Winding Creek
Pygmy Goat Farm

Frequently Asked Questions


Q. What is a Wether?

A. A Wether is a castrated male goat. Castration is most often performed on young male kids not needed for breeding. Castration involves the cutting of the testicles and is best performed within the first 3 months to lessen the pain and trauma involved. Castration presents a number of benefits including a decrease in many diseases and conditions, in particular, Urinary Calculi. Castration also eliminates the "buck odor" associated with an uncastrated male, and greatly calms their personality making them a wonderful pet for children.


Q. I am looking for a pygmy goat to be a pet so do I want a Doe or a Buck?

A.  Well it all depends on what you plan to do with your pet.  If you think you might want to breed your goat later then yes a Doe would be your better pick.  Should you not want to breed then you might want to consider a Wether.  But rarely would you want to consider a Buck as a pet.


Q. Will one goat be fine alone?  

A. No, because goats are herd animals.  You might feel that you don't have the space or the time for two goats but you will find that the demands one lonely goat will put on your time is well worth purchasing and caring for two.


Q. How old should they be before they are mated?

A. I prefer to wait until the Doe is at least a year old or older.  You will need to be careful if you purchase two goats - male and female - as they can mate and produce as young as 2 months of age.  This most ofter results in the death of the mother and the kid.


Q. If I have a male and a female when should I separate them?

A. You will need to keep them separated from 2 months of age until after the Doe is 12 months old.


Q. What do they eat?

A.  Food usually is no problem since they are grass eaters and like to forage for their food.  However I do feed some grain year round and of course I make sure they have plenty of good clean hay. Always have clean fresh water available.

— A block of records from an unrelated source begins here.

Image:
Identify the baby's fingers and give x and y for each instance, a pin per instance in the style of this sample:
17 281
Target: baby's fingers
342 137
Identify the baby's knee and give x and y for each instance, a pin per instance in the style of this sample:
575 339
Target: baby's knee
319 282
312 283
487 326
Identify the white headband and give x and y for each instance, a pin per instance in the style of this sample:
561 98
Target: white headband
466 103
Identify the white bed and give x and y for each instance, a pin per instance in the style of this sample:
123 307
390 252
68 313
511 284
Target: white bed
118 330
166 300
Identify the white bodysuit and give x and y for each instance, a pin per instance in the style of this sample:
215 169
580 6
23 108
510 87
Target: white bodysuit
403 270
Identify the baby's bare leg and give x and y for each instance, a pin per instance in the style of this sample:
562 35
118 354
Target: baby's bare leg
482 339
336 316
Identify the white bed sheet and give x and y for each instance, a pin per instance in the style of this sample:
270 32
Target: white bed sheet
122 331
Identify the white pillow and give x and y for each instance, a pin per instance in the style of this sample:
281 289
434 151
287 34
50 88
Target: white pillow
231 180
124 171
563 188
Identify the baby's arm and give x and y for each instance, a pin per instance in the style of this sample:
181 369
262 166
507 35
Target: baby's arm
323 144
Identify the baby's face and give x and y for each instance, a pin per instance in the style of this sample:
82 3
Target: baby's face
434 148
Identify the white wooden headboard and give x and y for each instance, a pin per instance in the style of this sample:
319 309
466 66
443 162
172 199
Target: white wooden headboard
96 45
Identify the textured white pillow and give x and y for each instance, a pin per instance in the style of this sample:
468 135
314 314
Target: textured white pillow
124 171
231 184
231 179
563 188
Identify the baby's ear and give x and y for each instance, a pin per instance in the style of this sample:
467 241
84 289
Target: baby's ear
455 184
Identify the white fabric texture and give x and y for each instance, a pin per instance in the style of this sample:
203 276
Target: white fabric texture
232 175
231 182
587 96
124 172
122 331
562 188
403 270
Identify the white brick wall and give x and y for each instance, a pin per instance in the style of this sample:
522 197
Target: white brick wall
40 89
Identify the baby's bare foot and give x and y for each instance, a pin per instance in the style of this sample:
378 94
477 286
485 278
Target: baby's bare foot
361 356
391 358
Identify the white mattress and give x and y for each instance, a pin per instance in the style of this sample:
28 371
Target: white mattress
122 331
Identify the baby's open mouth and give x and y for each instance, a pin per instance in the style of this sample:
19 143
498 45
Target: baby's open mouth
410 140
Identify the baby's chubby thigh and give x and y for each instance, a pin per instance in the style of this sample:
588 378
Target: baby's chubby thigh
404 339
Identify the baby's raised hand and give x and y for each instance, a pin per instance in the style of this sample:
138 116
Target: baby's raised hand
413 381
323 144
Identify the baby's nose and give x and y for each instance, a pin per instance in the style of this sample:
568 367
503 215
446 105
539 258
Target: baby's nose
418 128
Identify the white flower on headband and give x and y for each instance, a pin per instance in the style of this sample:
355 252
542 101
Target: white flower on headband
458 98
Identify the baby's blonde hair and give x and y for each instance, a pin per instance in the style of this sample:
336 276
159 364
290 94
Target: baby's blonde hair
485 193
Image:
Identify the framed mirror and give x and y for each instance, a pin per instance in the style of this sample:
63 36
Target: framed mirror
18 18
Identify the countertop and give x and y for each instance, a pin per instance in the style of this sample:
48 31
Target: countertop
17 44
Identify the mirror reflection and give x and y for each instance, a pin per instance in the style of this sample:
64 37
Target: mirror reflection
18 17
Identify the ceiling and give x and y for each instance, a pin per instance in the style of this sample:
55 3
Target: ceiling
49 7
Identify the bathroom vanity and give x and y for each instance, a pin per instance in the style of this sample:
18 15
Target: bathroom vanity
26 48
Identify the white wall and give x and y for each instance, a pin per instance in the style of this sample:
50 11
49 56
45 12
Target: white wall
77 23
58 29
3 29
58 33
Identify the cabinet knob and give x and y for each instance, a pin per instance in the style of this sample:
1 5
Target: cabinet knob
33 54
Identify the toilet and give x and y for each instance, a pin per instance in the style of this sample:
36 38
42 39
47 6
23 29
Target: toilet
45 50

Q. What do I do if they get sick?

A.  Most  pygmy goats respond well to medicines that you would use on your child if they were sick.  I would recommend that you purchase a good Management and Veterinary Care book and read it.  Try to find a good Vet  that not only works on goats but raises them as well.  And I would make sure that I have needed supplies on hand such as the following list:

  1. Proboiotic Paste with Vitamins – Helps a goat’s digestive tract when under stress
  1. Nutri Drench - For Goats off feed due to travel, stress, weather, disease, scours, etc.
  1. Hoof Trimmer - Keep a watch on goat to see how often you might need to do this.  recommend checking on monthly bases until you know your goat’s needs.
  1. Safe Guard liquid for goats or Safe Guard Paste Wormer - Spring and Fall for sure – fist dose then 2 weeks later a second dose.   Rotate pasture to keep down on worms and rotate type of wormer used after a year or two.
  1. Lice Dust - Winter time is a dark time of year and Lice enjoy living off your goat so you  will need to dust him in early December and again two weeks later.  Repeat in early February with a two week follow-up.
  1. Thermometer - Most goats have a temperature of 102 degrees but you will need to take  your goats temp when he is well to know what your goat will run.  If it is  ever a degree or two higher most likely he has Pneumonia and will need to be treated.
  1. Borax – use this in the stall to help keep down worms.  Make sure you don’t leave lumps that the goat will eat. Also spreading lime helps to keep down the worms and the lice.
  2. Pepto-Bismol – good to have around in case of stomach problems
  3. White Karo Syrup – mix 2 Tablespoons in 4 ounces of warm water when ever goat is not eating, has been sick etc.  This helps to keep their sugar balanced.
  4. Geritol – white gums mean that something has lowered the red blood cells-usually worms.  The goat needs to be built back up in order to eat properly. First dose 20 cc’s then follow with 10 cc’s 3 times a day for 3 days.